Wednesday, August 17, 2011

One Blue Morning

by P.B. Adams
The wharf was silent, sunlight level
between bay and fog hovering
over coast, clinging fearfully
as a reluctant child afraid
of the deep when I saw the still
dream bound world turn blue.
A blue fog reflecting ultramarine
sea slapping weathered wharf
planking and pilings ashen
blue even more ancient in days
than the old fishermen
huddled in their heavy navy
macs and slate blue pipe
smoke so like the pallor
of their drawn faces
and beryl hands starving
for sea air.

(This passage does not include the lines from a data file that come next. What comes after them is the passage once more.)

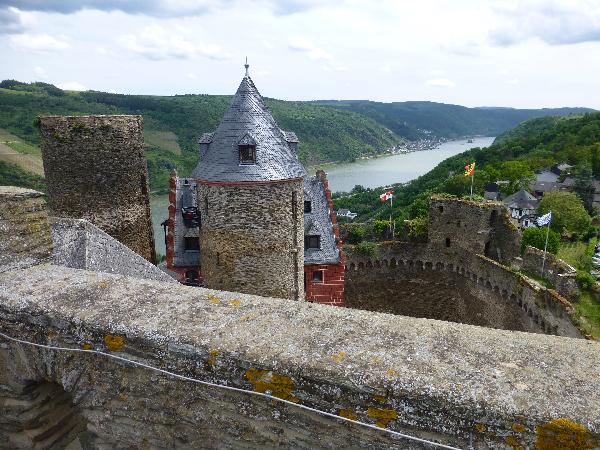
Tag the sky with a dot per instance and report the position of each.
(523, 54)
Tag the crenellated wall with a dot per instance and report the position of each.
(453, 276)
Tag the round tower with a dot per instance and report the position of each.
(250, 199)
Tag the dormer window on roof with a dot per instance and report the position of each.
(247, 154)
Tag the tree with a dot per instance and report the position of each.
(536, 237)
(568, 213)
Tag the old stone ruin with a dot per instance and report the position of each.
(119, 348)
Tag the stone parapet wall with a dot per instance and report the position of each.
(456, 384)
(559, 273)
(81, 245)
(252, 237)
(24, 230)
(452, 284)
(96, 170)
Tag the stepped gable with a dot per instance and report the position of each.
(248, 121)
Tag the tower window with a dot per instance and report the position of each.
(247, 154)
(312, 241)
(318, 276)
(191, 244)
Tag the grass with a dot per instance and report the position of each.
(588, 309)
(575, 254)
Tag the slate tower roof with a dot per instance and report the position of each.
(248, 122)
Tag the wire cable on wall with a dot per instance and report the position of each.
(231, 388)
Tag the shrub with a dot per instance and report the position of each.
(417, 228)
(585, 280)
(568, 212)
(381, 226)
(536, 237)
(356, 233)
(367, 248)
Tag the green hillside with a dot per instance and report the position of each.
(326, 134)
(418, 120)
(514, 156)
(328, 131)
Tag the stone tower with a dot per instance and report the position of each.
(96, 170)
(250, 198)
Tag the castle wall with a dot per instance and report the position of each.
(558, 272)
(24, 229)
(451, 383)
(422, 280)
(81, 245)
(483, 228)
(252, 237)
(96, 170)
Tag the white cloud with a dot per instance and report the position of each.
(300, 44)
(72, 86)
(157, 43)
(42, 43)
(40, 72)
(555, 22)
(440, 82)
(11, 21)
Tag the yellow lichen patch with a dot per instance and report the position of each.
(564, 434)
(113, 342)
(383, 416)
(52, 334)
(339, 357)
(348, 413)
(513, 442)
(518, 428)
(212, 357)
(280, 386)
(213, 299)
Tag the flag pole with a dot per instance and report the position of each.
(545, 248)
(391, 206)
(472, 177)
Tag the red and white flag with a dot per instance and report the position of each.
(386, 196)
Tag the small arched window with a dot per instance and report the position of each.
(247, 154)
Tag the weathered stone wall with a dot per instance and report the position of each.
(422, 280)
(81, 245)
(252, 237)
(558, 272)
(452, 383)
(483, 228)
(96, 170)
(24, 230)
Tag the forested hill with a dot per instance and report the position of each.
(418, 120)
(514, 156)
(327, 131)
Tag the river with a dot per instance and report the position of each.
(374, 172)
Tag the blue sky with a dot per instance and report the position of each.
(475, 53)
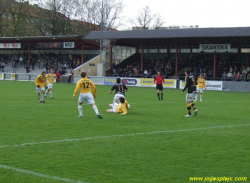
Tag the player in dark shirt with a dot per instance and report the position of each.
(191, 96)
(159, 80)
(120, 89)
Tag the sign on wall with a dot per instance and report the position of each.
(10, 45)
(109, 80)
(68, 45)
(215, 47)
(169, 83)
(210, 85)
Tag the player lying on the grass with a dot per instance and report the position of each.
(51, 78)
(40, 82)
(86, 84)
(201, 83)
(120, 89)
(191, 96)
(122, 107)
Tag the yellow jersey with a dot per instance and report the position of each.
(40, 80)
(51, 78)
(85, 84)
(201, 83)
(122, 108)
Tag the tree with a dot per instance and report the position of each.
(17, 11)
(53, 17)
(147, 20)
(90, 14)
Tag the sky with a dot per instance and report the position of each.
(205, 13)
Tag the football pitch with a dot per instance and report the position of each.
(154, 143)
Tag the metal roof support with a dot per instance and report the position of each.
(29, 55)
(215, 59)
(142, 57)
(168, 53)
(82, 60)
(110, 59)
(239, 53)
(176, 60)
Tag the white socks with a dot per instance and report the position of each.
(96, 110)
(80, 110)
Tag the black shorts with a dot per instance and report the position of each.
(159, 87)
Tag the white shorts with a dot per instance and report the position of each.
(191, 97)
(117, 98)
(114, 107)
(199, 90)
(39, 89)
(50, 85)
(86, 97)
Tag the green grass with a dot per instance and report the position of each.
(121, 149)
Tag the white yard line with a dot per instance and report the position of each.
(40, 174)
(122, 135)
(133, 103)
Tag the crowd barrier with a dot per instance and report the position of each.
(140, 82)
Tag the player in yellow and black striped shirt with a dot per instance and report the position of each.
(85, 85)
(40, 82)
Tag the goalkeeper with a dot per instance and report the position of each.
(40, 82)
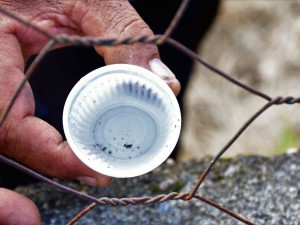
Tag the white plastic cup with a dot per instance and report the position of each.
(122, 120)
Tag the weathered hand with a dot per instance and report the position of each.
(29, 139)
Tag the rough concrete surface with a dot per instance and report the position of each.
(265, 190)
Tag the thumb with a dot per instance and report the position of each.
(17, 209)
(118, 19)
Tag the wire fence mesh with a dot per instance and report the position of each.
(157, 39)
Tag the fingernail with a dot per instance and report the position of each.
(88, 180)
(159, 68)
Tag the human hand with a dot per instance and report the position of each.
(31, 140)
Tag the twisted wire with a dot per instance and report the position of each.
(156, 40)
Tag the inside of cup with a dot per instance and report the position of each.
(122, 125)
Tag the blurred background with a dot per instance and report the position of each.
(257, 42)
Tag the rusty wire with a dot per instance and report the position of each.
(157, 40)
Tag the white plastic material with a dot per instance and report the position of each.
(122, 120)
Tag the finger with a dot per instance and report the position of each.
(17, 209)
(118, 19)
(27, 138)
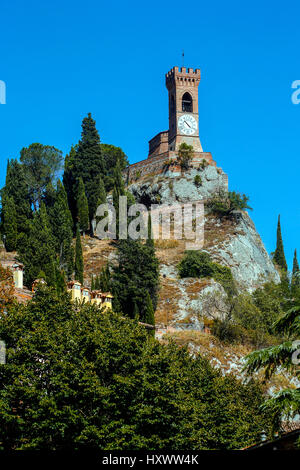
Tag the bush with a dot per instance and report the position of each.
(80, 378)
(197, 181)
(227, 331)
(185, 155)
(203, 164)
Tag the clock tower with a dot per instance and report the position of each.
(182, 85)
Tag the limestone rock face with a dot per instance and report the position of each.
(244, 252)
(176, 187)
(233, 243)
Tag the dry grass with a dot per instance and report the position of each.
(166, 244)
(168, 301)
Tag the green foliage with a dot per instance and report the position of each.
(62, 231)
(82, 207)
(78, 257)
(88, 162)
(111, 156)
(286, 402)
(185, 155)
(223, 203)
(295, 273)
(198, 181)
(279, 256)
(41, 164)
(228, 331)
(77, 378)
(136, 274)
(104, 279)
(10, 227)
(70, 183)
(118, 190)
(38, 250)
(149, 312)
(199, 264)
(17, 189)
(204, 163)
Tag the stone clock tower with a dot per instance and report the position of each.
(182, 85)
(183, 108)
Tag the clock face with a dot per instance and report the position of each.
(187, 124)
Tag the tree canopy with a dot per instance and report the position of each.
(81, 377)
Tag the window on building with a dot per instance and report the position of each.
(172, 103)
(187, 103)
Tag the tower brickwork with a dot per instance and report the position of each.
(182, 85)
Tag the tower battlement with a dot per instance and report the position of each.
(183, 74)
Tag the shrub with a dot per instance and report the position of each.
(185, 155)
(227, 331)
(203, 164)
(197, 181)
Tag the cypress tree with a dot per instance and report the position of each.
(150, 240)
(296, 271)
(118, 190)
(70, 182)
(38, 252)
(89, 163)
(97, 283)
(104, 279)
(17, 188)
(10, 227)
(62, 230)
(78, 257)
(279, 256)
(149, 311)
(137, 272)
(82, 208)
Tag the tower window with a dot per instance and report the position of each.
(172, 104)
(187, 103)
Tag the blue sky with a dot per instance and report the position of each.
(61, 60)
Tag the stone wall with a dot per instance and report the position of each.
(157, 165)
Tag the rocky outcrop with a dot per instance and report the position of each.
(178, 187)
(245, 254)
(232, 242)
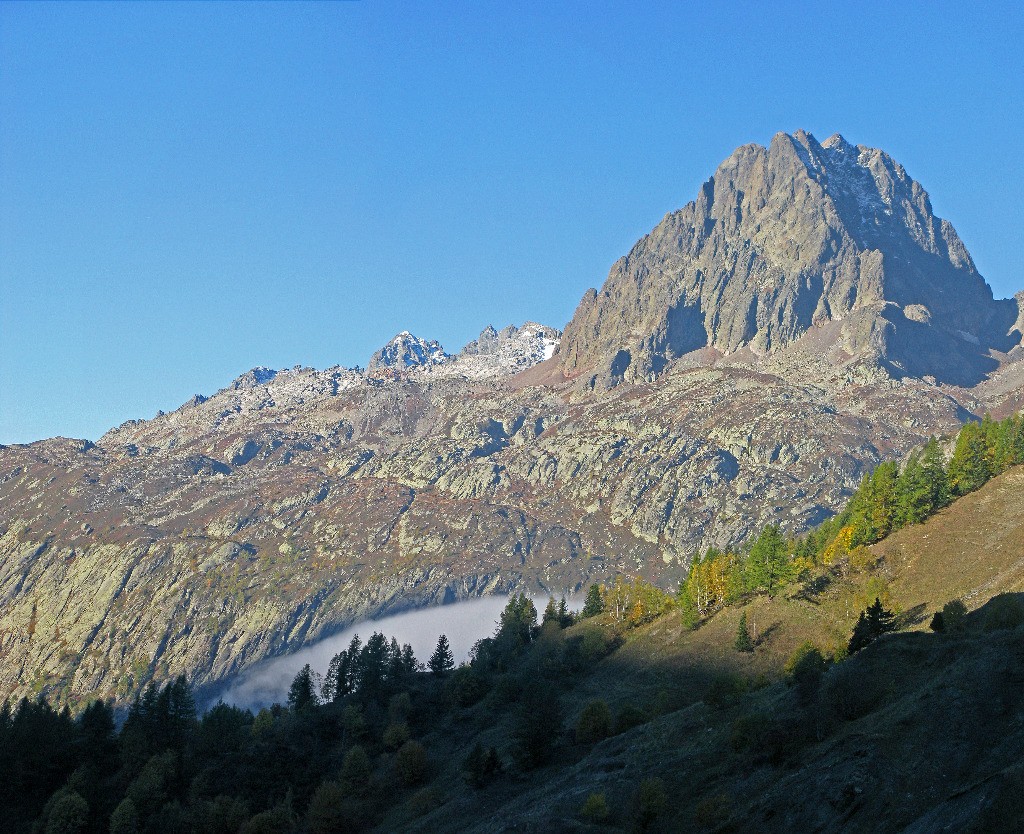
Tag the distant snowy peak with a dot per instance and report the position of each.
(501, 352)
(407, 352)
(493, 353)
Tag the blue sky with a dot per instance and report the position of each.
(187, 191)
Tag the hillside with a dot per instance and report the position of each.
(806, 318)
(919, 732)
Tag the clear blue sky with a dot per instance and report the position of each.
(187, 191)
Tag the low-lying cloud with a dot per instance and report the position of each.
(463, 623)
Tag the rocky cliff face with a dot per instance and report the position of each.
(764, 346)
(784, 239)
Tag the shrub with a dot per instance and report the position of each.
(649, 802)
(805, 668)
(595, 809)
(395, 736)
(328, 810)
(355, 768)
(481, 765)
(465, 686)
(411, 762)
(594, 722)
(69, 814)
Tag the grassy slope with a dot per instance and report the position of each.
(914, 733)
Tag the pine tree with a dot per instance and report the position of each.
(879, 620)
(743, 641)
(933, 463)
(550, 612)
(970, 466)
(565, 617)
(301, 695)
(594, 603)
(442, 661)
(767, 566)
(872, 623)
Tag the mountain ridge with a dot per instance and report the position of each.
(782, 239)
(293, 502)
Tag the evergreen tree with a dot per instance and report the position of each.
(970, 465)
(373, 667)
(517, 624)
(550, 612)
(933, 462)
(442, 661)
(409, 661)
(302, 695)
(743, 641)
(913, 494)
(565, 617)
(872, 623)
(594, 603)
(767, 566)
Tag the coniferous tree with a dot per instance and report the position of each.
(970, 466)
(565, 617)
(933, 462)
(409, 662)
(768, 566)
(550, 612)
(302, 694)
(442, 661)
(872, 623)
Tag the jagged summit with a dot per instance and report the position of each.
(407, 351)
(783, 239)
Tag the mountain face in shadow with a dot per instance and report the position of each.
(806, 318)
(785, 239)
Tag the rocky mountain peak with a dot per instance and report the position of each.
(784, 240)
(406, 352)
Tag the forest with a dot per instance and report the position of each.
(360, 747)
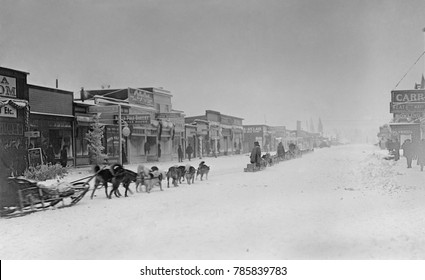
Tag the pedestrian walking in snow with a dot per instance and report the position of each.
(421, 154)
(280, 151)
(64, 156)
(396, 146)
(256, 154)
(180, 153)
(408, 152)
(189, 151)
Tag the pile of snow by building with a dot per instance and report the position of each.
(346, 202)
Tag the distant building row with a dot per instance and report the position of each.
(140, 125)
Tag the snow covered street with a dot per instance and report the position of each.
(343, 202)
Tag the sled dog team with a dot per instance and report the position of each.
(116, 175)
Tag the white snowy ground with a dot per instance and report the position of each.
(343, 202)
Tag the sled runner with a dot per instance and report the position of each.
(31, 196)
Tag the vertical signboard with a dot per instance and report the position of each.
(7, 86)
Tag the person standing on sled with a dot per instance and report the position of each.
(408, 152)
(280, 151)
(256, 155)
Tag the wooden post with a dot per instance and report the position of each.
(120, 133)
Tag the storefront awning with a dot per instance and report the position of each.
(16, 103)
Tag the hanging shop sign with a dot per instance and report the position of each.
(407, 107)
(35, 157)
(103, 109)
(32, 134)
(417, 95)
(134, 118)
(7, 86)
(167, 115)
(253, 129)
(8, 111)
(126, 131)
(414, 115)
(140, 97)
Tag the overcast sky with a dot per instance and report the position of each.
(266, 61)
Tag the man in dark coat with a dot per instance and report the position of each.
(396, 146)
(50, 154)
(256, 154)
(280, 150)
(180, 153)
(189, 151)
(64, 156)
(408, 152)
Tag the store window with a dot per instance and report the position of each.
(112, 141)
(81, 142)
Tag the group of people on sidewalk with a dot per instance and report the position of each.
(256, 157)
(189, 151)
(411, 151)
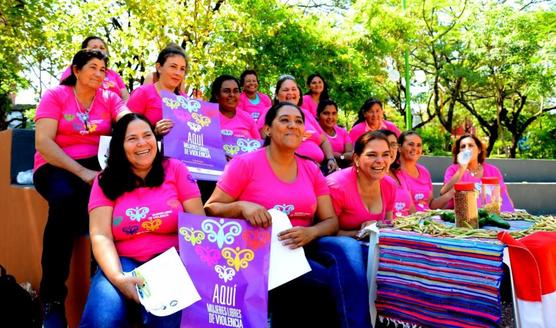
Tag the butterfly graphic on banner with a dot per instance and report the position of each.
(225, 273)
(191, 235)
(238, 259)
(194, 126)
(220, 232)
(137, 213)
(208, 255)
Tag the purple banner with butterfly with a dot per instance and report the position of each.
(234, 146)
(228, 261)
(195, 138)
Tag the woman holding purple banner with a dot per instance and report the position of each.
(244, 191)
(225, 91)
(171, 67)
(133, 209)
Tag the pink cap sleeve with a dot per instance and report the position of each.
(235, 177)
(186, 184)
(98, 198)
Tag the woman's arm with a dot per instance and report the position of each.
(222, 204)
(327, 225)
(52, 153)
(104, 250)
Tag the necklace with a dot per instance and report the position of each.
(476, 171)
(83, 112)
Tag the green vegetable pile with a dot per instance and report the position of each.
(428, 223)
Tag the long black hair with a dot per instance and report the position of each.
(324, 94)
(366, 106)
(273, 112)
(118, 177)
(81, 58)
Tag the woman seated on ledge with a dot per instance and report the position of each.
(275, 177)
(134, 208)
(473, 171)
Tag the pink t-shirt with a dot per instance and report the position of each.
(112, 82)
(78, 134)
(249, 177)
(310, 146)
(145, 220)
(489, 170)
(420, 187)
(256, 111)
(360, 128)
(310, 105)
(348, 204)
(403, 200)
(145, 100)
(241, 126)
(339, 141)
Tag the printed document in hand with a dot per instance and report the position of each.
(285, 264)
(167, 286)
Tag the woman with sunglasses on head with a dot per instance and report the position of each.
(70, 119)
(171, 67)
(112, 81)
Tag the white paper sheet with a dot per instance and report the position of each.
(168, 287)
(285, 264)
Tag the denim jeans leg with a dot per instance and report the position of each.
(347, 270)
(106, 306)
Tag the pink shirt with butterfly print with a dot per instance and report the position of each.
(78, 137)
(145, 100)
(241, 125)
(145, 220)
(249, 177)
(420, 187)
(348, 204)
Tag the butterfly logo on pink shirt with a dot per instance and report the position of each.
(225, 273)
(255, 238)
(131, 230)
(201, 119)
(286, 209)
(194, 126)
(248, 145)
(231, 149)
(137, 213)
(208, 255)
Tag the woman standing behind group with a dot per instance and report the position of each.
(171, 67)
(69, 122)
(318, 91)
(251, 100)
(112, 81)
(371, 118)
(233, 122)
(327, 114)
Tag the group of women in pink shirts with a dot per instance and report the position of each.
(381, 179)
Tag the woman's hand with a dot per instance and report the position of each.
(87, 175)
(127, 286)
(257, 215)
(297, 236)
(163, 126)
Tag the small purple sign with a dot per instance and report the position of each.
(228, 261)
(234, 146)
(195, 138)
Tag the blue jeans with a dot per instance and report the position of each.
(108, 307)
(345, 260)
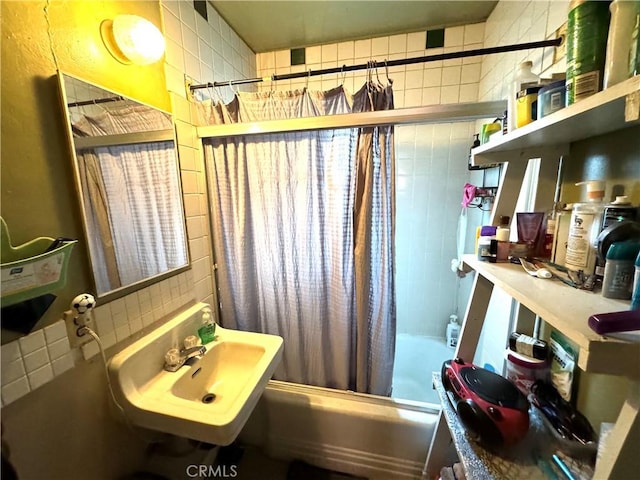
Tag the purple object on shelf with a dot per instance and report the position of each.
(624, 321)
(488, 231)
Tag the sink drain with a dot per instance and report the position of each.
(208, 398)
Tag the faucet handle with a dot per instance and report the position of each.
(190, 341)
(172, 357)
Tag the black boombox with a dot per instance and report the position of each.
(491, 408)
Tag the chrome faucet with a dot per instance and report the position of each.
(174, 359)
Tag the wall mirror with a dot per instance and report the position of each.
(128, 180)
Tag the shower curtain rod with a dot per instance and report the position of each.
(387, 63)
(96, 101)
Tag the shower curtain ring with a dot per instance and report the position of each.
(343, 74)
(386, 71)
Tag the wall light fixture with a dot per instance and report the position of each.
(132, 39)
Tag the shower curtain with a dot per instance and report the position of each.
(303, 226)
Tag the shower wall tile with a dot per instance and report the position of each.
(15, 390)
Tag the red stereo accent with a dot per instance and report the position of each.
(491, 408)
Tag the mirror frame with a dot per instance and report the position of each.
(144, 138)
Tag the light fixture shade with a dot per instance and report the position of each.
(133, 39)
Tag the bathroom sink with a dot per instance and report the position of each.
(211, 398)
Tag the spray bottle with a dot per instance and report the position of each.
(453, 331)
(583, 229)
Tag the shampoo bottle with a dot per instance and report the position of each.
(208, 329)
(453, 331)
(524, 77)
(583, 230)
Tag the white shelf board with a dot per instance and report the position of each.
(568, 310)
(596, 115)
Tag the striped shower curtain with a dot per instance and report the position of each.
(303, 235)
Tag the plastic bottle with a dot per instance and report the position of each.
(208, 329)
(487, 244)
(635, 297)
(634, 51)
(619, 270)
(524, 76)
(587, 32)
(623, 20)
(503, 231)
(502, 236)
(561, 234)
(453, 331)
(583, 229)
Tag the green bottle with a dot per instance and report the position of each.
(208, 329)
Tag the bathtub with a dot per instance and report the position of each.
(367, 435)
(417, 357)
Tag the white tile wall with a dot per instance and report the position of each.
(206, 50)
(432, 160)
(516, 22)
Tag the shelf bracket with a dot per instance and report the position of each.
(620, 458)
(632, 107)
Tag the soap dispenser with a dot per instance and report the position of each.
(208, 329)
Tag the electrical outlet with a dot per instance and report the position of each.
(188, 81)
(76, 340)
(561, 50)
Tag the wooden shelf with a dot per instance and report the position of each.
(613, 109)
(566, 309)
(519, 461)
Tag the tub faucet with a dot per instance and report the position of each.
(174, 358)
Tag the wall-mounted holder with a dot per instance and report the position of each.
(30, 273)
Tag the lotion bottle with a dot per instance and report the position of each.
(583, 229)
(208, 329)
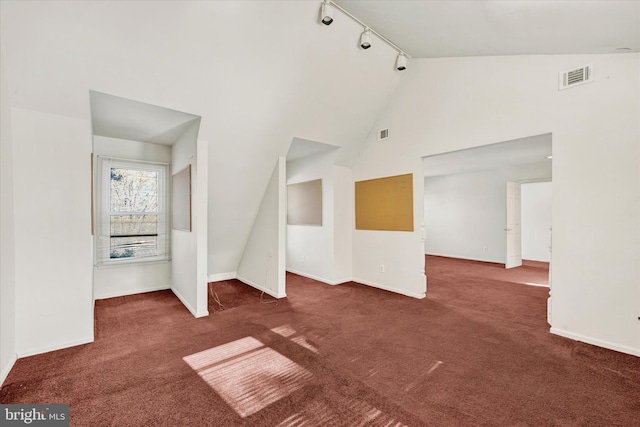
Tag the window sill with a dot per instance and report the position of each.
(132, 263)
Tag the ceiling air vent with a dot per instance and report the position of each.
(576, 77)
(383, 134)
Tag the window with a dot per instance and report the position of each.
(132, 223)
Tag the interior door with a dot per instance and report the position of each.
(513, 227)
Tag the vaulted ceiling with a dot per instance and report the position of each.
(432, 29)
(264, 74)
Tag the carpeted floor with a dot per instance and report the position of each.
(476, 351)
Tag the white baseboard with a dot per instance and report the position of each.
(193, 311)
(596, 341)
(33, 352)
(7, 369)
(222, 276)
(389, 288)
(467, 258)
(319, 279)
(260, 287)
(133, 292)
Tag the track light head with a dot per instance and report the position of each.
(401, 62)
(365, 39)
(326, 13)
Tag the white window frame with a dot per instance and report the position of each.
(103, 211)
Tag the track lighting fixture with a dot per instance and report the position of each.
(326, 13)
(326, 17)
(365, 39)
(401, 62)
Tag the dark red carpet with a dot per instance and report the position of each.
(476, 351)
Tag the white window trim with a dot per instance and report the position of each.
(103, 211)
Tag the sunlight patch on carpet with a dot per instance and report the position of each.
(248, 375)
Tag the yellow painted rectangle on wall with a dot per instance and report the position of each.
(385, 203)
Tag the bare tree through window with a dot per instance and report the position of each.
(133, 213)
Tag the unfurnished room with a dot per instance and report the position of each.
(320, 213)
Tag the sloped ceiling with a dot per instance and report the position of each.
(432, 29)
(531, 151)
(258, 73)
(261, 73)
(116, 117)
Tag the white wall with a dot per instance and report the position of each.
(184, 244)
(448, 104)
(310, 247)
(112, 281)
(7, 240)
(536, 220)
(53, 251)
(343, 223)
(401, 252)
(263, 262)
(326, 249)
(466, 213)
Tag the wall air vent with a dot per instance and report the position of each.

Ocean blue
haunting every story,
and the very piers
where they linger dreaming
of the larger life at sea that electrifies
minds with storm and struggle
then escape of the deep
sleep in the hands of angels.

The buildings beyond the wharf too
were blue, some still twinkling
incandescently against the remains
of midnight blues and the lonely
forgotten many who come and go
never knowing more than the small
dry world of factory, tenement house,
and asphalt streets that melt
shoes and hearts alike
in their comings and goings
yet all cast in blue as the silent
new day shyly creeping
upon their shaded indigo
and still drab doors muted
among dreams and shut fast
against what comes and goes 
prowling in the night.

Then looking down
from my place on the pier,
I saw bountiful colors
in the sea at dawn–
the green sea grasses,
the red, yellow, orange
darting fish unconcerned
with the blue world above.

Thursday, July 28, 2011

Once

by Taidgh Lynch
The sky darkened,
and the stars gathered
as we sifted through dirt and fragments,
carefully uncovering a man
quiet and skeletal,
fragile and peat,
fingers sharp as little arrows,
thin curled toes like shaved obsidian,

and a skull shaped like the moon.

We knelt, picking our minds
for information
wondering who this man was
and where he hunted food.
Travelling with no roads
or maps as guides
only the stars.

Star Leaves

by Taidgh Lynch
The damp weather curtains in,
the half-empty moon peeks out
at autumn shadows.
Leaves settle in piles
growing into streams and then rivers
spilling up and out into the open sky.

Thursday, June 23, 2011

Weather Report

by P.B. Adams
The pearl shoals of dawn fog
rolled away with sunrise
like a brooding winter gray
roller when blue spring
skies appear. Chasing after
came schools of expansive snowy
fish, adorned with improbable
fins, curling and bristling.
Then coming rapidly apace, clouds
like white breakers chasing them
all further inland. It will be a hot day.

The ocean rises along
all our coasts sending picture
postcard announcements to these
many islands in advance. Learn to swim.